Findings from general research on schizophrenia indicate that negative symptoms may be more challenging to treat than positive symptoms, and outlast them (Færden, 2010). No significant change was found for ABC lethargy/social withdrawal, and the effect size for change in PAC depression was smaller than for the other PAC scales showing significant reduction. Together, this suggests that also in the current population, negative symptoms may be more challenging to treat, and may outlast positive symptoms.

To our knowledge, no previous longitudinal study has explored changes in mental health symptoms and challenging behavior during treatment in a sample of autistic individuals with intellectual disabilities and co-occurring schizophrenia. While further research is needed, these are promising results, indicating that treatment of schizophrenia is effective in autistic people with intellectual disabilities, and may lead to a specific reduction in psychotic symptoms.

Strengths and Limitations

As for strengths, the study involved longitudinal data collection, including three time points, on a population that is often difficult to access and recruit for research. A comprehensive study protocol was followed, and assessments were multimethod and comprehensive (Bakken et al., 2023). The same standardized checklists were used across the three time points to assess changes in mental health disorder symptoms and challenging behavior. To date, there have been few studies of treatment of schizophrenia in autistic people with intellectual disabilities, beyond case studies or case series, and most studies have been focused on psychopharmacological treatment. While the current sample is small, we are not aware of previous studies including the same number of autistic people with intellectual disabilities and co-occurring schizophrenia.

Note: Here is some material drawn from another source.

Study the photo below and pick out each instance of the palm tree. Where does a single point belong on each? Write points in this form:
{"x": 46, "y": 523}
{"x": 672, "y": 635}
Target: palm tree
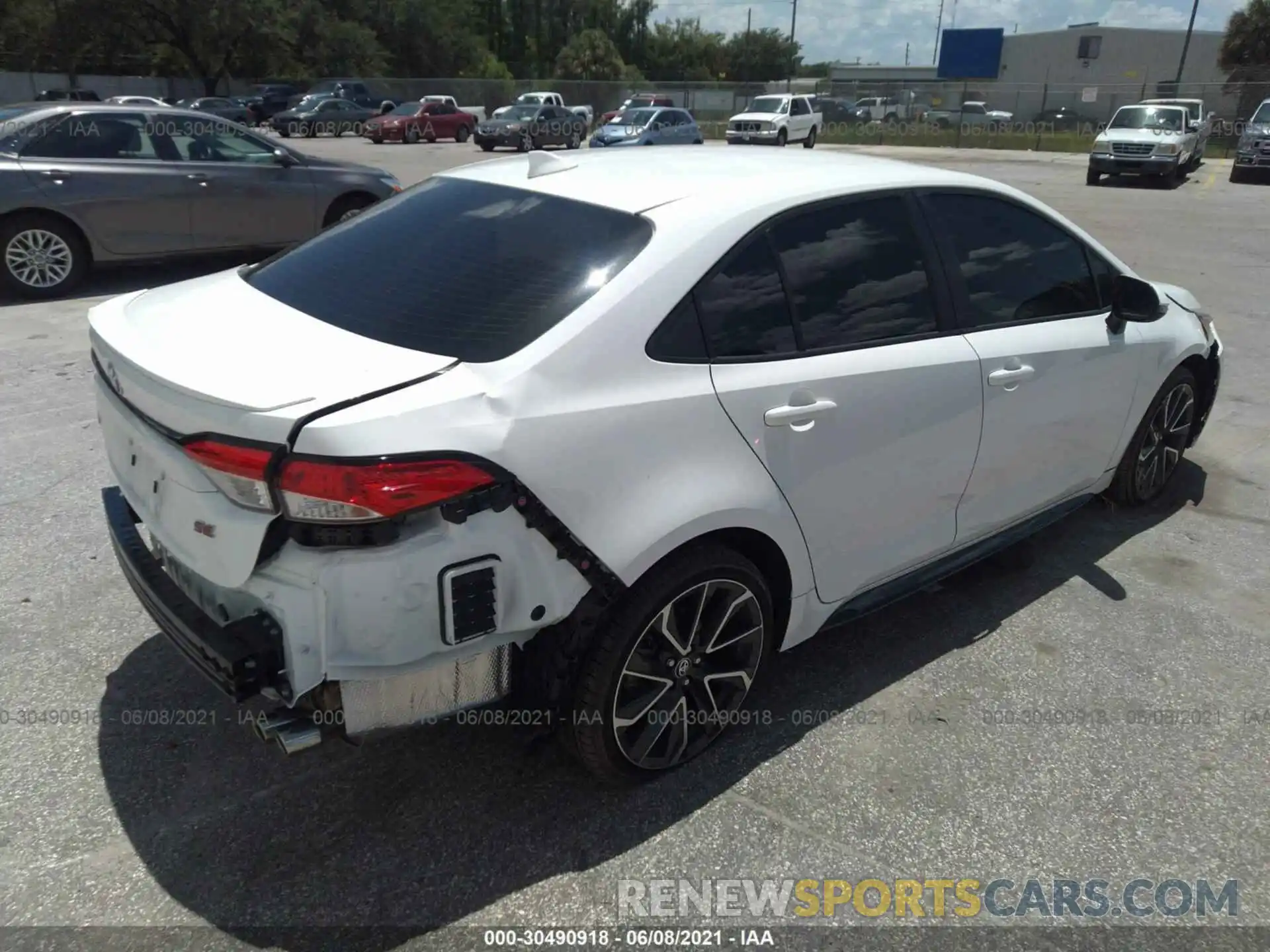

Several limitations should be noted. Due to the lack of a comparison group, causal inferences are not possible, and the small sample size meant that further disentanglement of the potential effects of the specific interventions was not possible. Furthermore, the sample was recruited in the specific setting of specialized mental health services for people with intellectual disabilities in the Norwegian health care system. Interventions were only coded as yes/no, and more detailed information about the extent and content of the interventions is lacking, including how they were specifically adapted to each patient. Similarly, while information about psychopharmacological treatment was reported, more detailed information is lacking about what specific drugs and dosages were used. No systematic monitoring of side effects was included in the study protocol, nor were interventions that were not widely used when the study was designed (e.g., sensory therapy; Champagne, 2011). While the two checklists used appear to have adequate to good psychometric properties (Helverschou et al., 2021b; Halvorsen et al., 2019), and the PAC appears to have captured psychotic symptoms in the current sample (Bakken et al., 2023), the PAC is a screening checklist and not a diagnostic tool.

Conclusions

A broad spectrum of interventions was provided to autistic individuals with intellectual disabilities and co-occurring schizophrenia, indicating that interventions developed for schizophrenia more generally are adaptable and applicable for this specific population. This further echoes previous recommendations that when diagnosed with co-occurring schizophrenia, autistic people with intellectual disabilities should be given access to the available range of interventions for this disorder. This includes interventions aiming to reduce the risk of relapses. However, adapting these interventions to the individual’s level of intellectual disability, communication skills, autism-related characteristics, and other relevant characteristics (e.g., sensory disabilities), is a clinically complex task and may require specific expertise in treatment of mental health disorder in this specific population. Furthermore, the treatment should include training and supervision of professional caregivers, in order to reduce the risk of relapse. Finally, as significant improvement was found across multiple aspects of mental health symptoms and challenging behavior, particularly for reported psychotic symptoms, the results of the current study indicate that treatment of schizophrenia is effective also in autistic people with intellectual disabilities.